The Mako Total Hip application is a treatment option for adults who suffer from degenerative joint disease of the hip. During surgery, the surgeon guides the robotic-arm during bone preparation to prepare the hip socket and position the implant according to the pre-determined surgical plan. In cadaveric studies, Mako total hip replacement acetabular cup placement has been shown to be four times more accurate and reproducible than manual total hip replacement procedures.1

Florida Hospital Wesley Chapel received a Center of Excellence Certification for its Hip and Knee Replacement program from DNV GL Healthcare USA, Inc., an international health care accreditation organization, in 2016. It was the first hospital in the country to receive this designation from DNV GL.

We are proud to be one of the few hospitals in northern Hillsborough and eastern Pasco to use this innovative technology, said Denyse Bales-Chubb, president and CEO of Florida Hospital Wesley Chapel. It is part of our commitment to provide our community with outstanding healthcare. And when our new operating rooms open this month as part of our current expansion, we will continue to add new services, new technology and new physicians to better serve our community.

The Florida Hospital Wesley Chapel expansion, which began in August of 2015, will add three additional floors to the hospitals center wing and a new three-story wing that connects the south and center wings. It involves 111,993 square feet of new construction and 10,834 square feet of renovation. A second Heart Catheterization Lab and 20 inpatient rooms opened in 2016. The expansion will be complete in February 2017 and will bring additional emergency rooms, private inpatient rooms, surgical suites, and recovery/observation rooms. The expansion will also increase Florida Hospital Wesley Chapels licensed beds to a total of 145.


1. Nawabi, DH, Conditt,MA, Ranawat AS, Dunbar NJ et al. Haptically guided robotic technology in total hip arthroplasty: a cadaveric investigation. Journal of Engineering in Medicine.
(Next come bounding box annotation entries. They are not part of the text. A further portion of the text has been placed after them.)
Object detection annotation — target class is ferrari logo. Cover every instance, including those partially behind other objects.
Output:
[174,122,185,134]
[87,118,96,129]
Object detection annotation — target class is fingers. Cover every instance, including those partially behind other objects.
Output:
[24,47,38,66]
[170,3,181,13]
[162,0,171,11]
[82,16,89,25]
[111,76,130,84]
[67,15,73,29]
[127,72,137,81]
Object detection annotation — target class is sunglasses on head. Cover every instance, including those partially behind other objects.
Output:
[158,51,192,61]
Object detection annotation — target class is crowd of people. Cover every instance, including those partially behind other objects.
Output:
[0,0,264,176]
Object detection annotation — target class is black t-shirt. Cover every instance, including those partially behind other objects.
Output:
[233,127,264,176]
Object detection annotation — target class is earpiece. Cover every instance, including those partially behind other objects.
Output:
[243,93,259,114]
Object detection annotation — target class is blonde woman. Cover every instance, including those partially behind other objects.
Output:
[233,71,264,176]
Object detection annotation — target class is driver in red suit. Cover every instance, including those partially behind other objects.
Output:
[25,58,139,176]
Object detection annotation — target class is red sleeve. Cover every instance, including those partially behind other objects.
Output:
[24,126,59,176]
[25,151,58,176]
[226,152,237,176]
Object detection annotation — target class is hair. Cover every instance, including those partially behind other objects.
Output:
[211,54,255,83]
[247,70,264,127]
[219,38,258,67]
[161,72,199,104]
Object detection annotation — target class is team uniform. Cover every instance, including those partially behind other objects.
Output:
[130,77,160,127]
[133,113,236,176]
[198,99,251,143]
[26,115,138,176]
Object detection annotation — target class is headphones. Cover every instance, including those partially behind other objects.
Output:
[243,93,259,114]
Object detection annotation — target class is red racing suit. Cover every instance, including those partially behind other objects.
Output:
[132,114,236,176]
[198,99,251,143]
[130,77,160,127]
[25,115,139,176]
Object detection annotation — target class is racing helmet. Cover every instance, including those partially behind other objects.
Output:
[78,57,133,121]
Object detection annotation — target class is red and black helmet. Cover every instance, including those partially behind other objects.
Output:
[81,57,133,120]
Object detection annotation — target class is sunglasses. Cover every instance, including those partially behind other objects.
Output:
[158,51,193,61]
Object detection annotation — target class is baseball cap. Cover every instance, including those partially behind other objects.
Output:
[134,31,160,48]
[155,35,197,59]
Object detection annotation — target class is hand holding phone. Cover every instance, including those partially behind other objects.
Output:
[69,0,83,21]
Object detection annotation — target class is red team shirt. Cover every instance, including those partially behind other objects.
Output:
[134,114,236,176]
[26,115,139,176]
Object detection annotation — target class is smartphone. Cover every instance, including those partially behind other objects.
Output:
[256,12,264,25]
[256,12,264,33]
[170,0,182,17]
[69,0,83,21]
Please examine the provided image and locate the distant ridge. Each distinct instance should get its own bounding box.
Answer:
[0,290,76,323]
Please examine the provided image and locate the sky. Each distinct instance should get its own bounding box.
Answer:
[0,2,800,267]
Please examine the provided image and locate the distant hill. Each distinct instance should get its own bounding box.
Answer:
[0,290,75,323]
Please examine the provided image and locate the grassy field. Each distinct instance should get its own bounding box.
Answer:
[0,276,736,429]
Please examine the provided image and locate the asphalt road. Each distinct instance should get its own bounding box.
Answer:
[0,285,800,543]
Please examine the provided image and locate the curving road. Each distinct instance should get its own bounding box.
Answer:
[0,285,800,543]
December 2012:227(3):302-309.

2. Illgen R. Robotic assisted total hip arthroplasty improves accuracy and clinical outcome compared with manual technique. 44th Annual Advances in Arthroplasty Course. October 7-10, 2014, Cambridge, MA.

3. Anthony, Ian, Bell, Stuart W., Blyth, Mark, Jones, Bryn, MacLean, Angus, Rowe, Philip. Improved accuracy of component positioning with robotic-assisted unicompartmental knee arthroplasty. The Journal of Bone and Joint Surgery. Volume 98-A: Number 8. April 20, 2016. pp 627-35.

4. Jerabek SA, Carroll KM, Maratt JD, Mayman DJ, Padgett DE. Accuracy of Cup Positioning and Achieving Desired Hip Length and Offset Following Robotic THA.; 14th Annual CAOS Meeting, June 18-21, 2014, Milan, Italy.

5. Dunbar NJ, Roche MW, Park BH, Branch SH; et al. Accuracy of Dynamic Tactile-Guided Unicompartmental Knee Arthroplasty. Journal of Arthroplasty. May 2012. 27(5): 803-808.e1.

6. Lonner, JH. Robotic-Arm Assisted Unicompartmental Knee Arthroplasty. Seminars in Arthroplasty. 2009. 20(1): 15-22.

7. Lonner JH, John TK, Conditt MA. Robotic Arm-Assisted UKA Improved Tibial Component Alignment: A Pilot Study Clin Orthop Relat Res. July 2010. 468(1):141-6.